Without traffic, this drive on I-71 can take as little as eight minutes. How long did it take that night?
“It felt like an eternity,” Shams said.
“He did,” Schultz said. “It felt like forever.”
But that’s when Shams, Schultz and the rest of their team got ready to take over. The staff usually consists of an attending physician and three residents, nurses, respiratory therapists and physicians. Ventilators, monitors and IVs are ready and the x-ray department is alerted to an incoming patient. That’s just standard operating procedure, whether it’s an NFL player or a car accident victim. It’s what happens in an ER every night.
“When that door opened and I saw a lot of doctors, I felt a comfort, a satisfaction that we got him where he needed to be,” Bush said.

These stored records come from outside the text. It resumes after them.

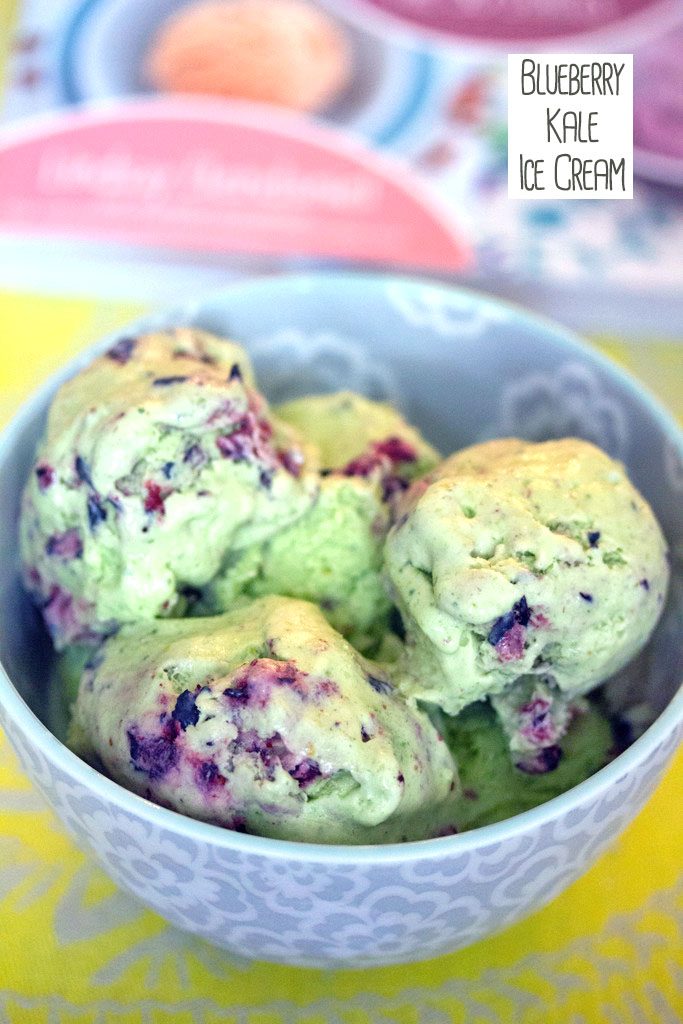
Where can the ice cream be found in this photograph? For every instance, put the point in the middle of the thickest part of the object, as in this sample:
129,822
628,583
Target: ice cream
264,720
287,52
159,459
493,787
514,558
359,437
333,554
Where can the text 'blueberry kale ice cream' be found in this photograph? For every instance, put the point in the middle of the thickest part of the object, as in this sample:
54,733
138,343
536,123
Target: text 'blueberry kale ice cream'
515,558
264,720
159,459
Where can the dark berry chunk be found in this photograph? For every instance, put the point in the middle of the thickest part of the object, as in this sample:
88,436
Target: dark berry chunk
501,627
155,498
45,475
83,471
67,546
96,511
185,712
122,350
167,381
519,614
238,692
380,685
542,762
305,772
154,755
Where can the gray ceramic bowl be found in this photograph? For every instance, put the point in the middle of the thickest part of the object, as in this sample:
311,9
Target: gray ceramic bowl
463,368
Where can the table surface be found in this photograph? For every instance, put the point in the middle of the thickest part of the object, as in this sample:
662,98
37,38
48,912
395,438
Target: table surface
75,949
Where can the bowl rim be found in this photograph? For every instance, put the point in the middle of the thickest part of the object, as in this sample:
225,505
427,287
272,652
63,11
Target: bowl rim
16,710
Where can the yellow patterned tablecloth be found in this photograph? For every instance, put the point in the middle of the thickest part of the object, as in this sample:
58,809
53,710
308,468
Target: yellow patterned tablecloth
76,950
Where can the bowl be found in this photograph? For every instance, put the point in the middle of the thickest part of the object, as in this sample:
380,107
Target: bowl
464,368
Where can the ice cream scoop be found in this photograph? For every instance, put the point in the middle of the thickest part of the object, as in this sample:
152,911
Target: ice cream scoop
264,720
333,554
514,558
494,787
159,458
357,436
287,52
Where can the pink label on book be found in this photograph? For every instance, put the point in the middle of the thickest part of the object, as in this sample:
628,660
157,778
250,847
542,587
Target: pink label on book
522,19
238,179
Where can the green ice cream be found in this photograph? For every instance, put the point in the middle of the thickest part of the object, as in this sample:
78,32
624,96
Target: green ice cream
494,787
514,558
333,554
349,429
159,459
264,720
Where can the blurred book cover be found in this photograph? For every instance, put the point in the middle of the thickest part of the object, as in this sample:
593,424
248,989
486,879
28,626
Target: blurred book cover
154,147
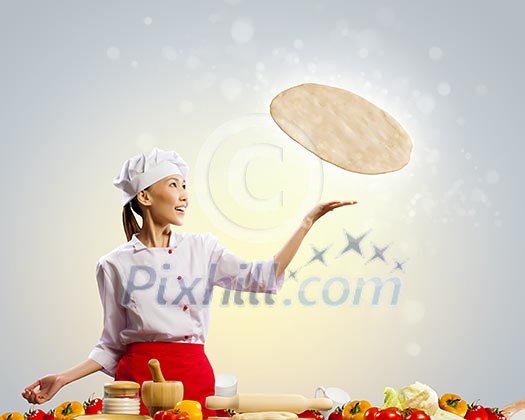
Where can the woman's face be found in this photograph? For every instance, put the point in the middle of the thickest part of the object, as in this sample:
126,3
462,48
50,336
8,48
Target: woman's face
168,200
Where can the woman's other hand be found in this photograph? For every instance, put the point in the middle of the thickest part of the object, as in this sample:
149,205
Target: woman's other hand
48,386
322,208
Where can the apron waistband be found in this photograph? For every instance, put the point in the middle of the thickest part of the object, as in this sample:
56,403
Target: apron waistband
161,347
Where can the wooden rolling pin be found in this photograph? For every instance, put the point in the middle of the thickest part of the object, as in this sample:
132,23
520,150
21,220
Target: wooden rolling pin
244,403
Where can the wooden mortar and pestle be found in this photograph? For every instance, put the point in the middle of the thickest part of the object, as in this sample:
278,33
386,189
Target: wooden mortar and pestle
160,394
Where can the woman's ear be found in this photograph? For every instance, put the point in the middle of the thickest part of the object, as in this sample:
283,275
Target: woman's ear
144,198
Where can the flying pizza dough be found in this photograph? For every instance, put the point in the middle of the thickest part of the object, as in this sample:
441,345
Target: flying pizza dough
342,128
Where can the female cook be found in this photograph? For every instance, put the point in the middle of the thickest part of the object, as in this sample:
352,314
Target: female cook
156,289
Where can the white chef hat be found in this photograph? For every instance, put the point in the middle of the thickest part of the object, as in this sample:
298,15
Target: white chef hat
141,171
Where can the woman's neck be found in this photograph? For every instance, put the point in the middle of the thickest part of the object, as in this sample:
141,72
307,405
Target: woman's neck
155,236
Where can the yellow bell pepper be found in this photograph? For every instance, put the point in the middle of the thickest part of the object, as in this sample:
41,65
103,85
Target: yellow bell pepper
68,410
193,408
454,404
355,410
12,415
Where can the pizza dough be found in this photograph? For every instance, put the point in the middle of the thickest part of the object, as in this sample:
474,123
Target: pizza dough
266,415
342,128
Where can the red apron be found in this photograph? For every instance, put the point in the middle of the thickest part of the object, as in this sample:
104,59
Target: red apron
185,362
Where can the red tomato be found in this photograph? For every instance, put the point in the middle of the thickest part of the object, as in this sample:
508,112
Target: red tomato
311,414
50,415
390,413
495,414
415,414
93,406
370,413
35,414
476,412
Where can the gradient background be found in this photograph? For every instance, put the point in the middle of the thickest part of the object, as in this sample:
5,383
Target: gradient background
87,84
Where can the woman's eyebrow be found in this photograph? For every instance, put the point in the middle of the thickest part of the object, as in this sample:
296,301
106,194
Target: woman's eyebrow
177,179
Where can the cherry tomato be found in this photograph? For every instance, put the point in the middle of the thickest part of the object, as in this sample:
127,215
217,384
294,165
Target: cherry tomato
476,412
495,414
390,413
93,406
35,414
370,413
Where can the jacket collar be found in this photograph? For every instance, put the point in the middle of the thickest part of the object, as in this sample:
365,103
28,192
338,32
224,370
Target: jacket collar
138,245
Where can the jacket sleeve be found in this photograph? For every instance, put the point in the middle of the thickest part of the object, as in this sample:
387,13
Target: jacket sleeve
227,270
109,348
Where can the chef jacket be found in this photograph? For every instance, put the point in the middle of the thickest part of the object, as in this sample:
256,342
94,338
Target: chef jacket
164,294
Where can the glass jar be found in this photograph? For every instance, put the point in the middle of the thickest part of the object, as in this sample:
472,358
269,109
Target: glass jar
121,397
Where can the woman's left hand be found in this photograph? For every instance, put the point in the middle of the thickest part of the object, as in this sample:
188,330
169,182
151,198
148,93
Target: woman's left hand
322,208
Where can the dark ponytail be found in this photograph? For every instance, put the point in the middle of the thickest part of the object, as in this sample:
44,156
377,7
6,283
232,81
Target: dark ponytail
131,225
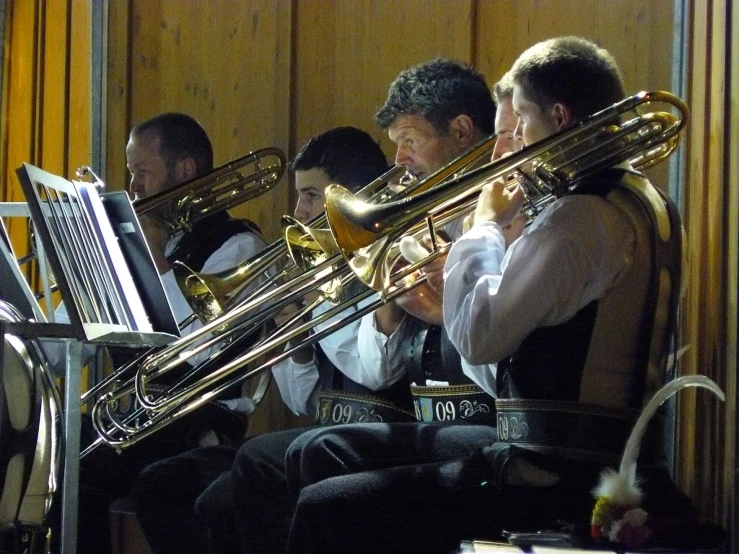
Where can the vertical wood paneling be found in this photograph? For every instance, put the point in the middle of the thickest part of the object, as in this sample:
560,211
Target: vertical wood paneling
19,121
706,427
260,72
347,53
636,32
54,88
79,119
118,104
44,39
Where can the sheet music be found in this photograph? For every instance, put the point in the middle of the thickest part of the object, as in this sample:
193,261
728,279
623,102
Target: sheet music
111,251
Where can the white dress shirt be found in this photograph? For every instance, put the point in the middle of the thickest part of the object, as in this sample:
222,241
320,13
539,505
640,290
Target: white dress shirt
575,250
298,383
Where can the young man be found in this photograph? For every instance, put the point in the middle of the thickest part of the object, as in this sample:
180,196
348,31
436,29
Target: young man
536,313
434,112
196,515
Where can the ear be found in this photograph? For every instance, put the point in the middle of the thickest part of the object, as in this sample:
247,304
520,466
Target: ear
462,131
187,169
562,116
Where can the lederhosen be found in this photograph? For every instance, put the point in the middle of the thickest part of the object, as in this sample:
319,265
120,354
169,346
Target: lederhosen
341,400
430,356
540,410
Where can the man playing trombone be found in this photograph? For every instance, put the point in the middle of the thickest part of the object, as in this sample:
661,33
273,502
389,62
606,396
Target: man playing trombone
197,515
162,153
434,112
558,316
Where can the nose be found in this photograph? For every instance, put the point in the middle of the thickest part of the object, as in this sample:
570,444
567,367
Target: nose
402,156
135,187
502,145
518,132
301,212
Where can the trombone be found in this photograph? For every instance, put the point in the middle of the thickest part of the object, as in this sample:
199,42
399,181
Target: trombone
223,188
365,233
210,295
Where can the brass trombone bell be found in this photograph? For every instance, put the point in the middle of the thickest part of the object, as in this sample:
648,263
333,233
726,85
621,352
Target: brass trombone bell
221,189
546,170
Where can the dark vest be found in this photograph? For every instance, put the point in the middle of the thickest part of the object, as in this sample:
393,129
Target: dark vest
549,362
208,235
574,391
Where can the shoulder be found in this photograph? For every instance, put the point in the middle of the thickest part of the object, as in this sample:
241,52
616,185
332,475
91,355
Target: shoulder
581,215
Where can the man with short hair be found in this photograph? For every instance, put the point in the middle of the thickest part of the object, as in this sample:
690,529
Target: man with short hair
197,515
536,314
162,153
434,112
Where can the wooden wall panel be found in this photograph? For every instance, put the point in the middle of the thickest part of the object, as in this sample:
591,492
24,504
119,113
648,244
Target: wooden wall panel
79,120
638,33
257,73
225,63
19,107
347,54
46,94
707,429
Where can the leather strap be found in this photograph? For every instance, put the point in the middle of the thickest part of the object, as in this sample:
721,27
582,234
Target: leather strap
444,403
337,407
574,431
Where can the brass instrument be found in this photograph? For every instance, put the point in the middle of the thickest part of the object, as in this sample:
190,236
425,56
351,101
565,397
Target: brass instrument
221,189
209,294
367,233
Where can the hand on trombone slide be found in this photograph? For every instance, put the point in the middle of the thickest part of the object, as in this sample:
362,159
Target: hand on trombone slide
425,300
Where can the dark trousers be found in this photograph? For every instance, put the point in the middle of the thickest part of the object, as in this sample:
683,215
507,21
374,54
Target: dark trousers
431,508
106,475
183,503
270,471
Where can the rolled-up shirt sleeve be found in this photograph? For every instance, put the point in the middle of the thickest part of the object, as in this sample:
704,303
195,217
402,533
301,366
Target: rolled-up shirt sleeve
493,298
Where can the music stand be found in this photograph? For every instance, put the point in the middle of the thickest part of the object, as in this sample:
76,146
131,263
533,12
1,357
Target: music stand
102,301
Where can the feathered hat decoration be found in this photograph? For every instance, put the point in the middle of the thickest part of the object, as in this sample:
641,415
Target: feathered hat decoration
617,515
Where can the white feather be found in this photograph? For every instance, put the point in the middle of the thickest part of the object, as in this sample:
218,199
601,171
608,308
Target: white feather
633,445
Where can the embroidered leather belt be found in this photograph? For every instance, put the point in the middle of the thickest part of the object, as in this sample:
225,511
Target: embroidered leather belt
443,403
574,431
24,538
336,407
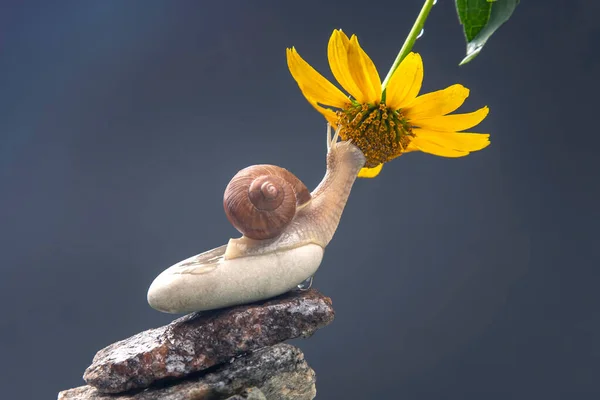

If Bush felt comfortable at the time, he was one of the few. The rest of the world wondered, worried and prayed for Hamlin. Outside the hospital, as rain began to fall, a crowd of well-wishers gathered. Some lit candles, others said prayers. Everyone hoped Hamlin would beat the odds. Few, however, expected him to return to Cincinnati this weekend as an active NFL player.
In the months that have passed, Bush’s friends have a better idea of what he’s up to. So does the wider world.
Within a week of Hamlin’s injury, manufacturers of automated external defibrillators (AEDs) ran out of stock in the United States. According to Curry, there is still a backlog of orders for the machines.
“In every ballpark in the United States of America, there should be an AEP and someone there trained to perform bystander CPR and immediately apply the AED,” Curry said. “The National Football League has an amazing system. These courts are the safest places to play (the) sport in the world. But if we can make a high school football field safer because of this incident, that would be an amazing result beyond the amazing result that Damar had.”
Hamlin’s Chasing Ms Foundation organized a CPR tour, giving thousands of CPR training sessions while providing AEDs for youth sports. Hamlin also helped introduce the Access to AEDs Act in the US House of Representatives.
UC Medical Center also has expanded its CPR training program, reaching out into the community to teach people how to perform CPR themselves as well as use AEDs.
It was about 16 hours after the collapse that Hamlin woke up. Although he was still intubated, he was able to follow simple commands, wiggling his right toes and holding up his left thumb. That’s when everyone on the team started to feel better.
Curry said he couldn’t sleep until he got that phone call. Bush had slept the night before, but woke up in tears because his heart was so heavy.
It wasn’t until that Friday night, four days after Hamlin collapsed on the field, that Busch was able to see him in person again. By this time, Hamlin was off the ventilator and his family joined him in the room. Busch recalled that when he shared how Hamlin’s breath worked for him, Hamlin smiled “from ear to ear.” The two then slapped their chests, a symbol of their mutual respect and new bond.
“That was a sense of relief,” Bush said. “And I got to hug his mom.”
The Bills and Hamlin return to Paycor Stadium on Sunday night. On Saturday, Busch will join Hamlin, his family and many others at a steakhouse in downtown Cincinnati to celebrate.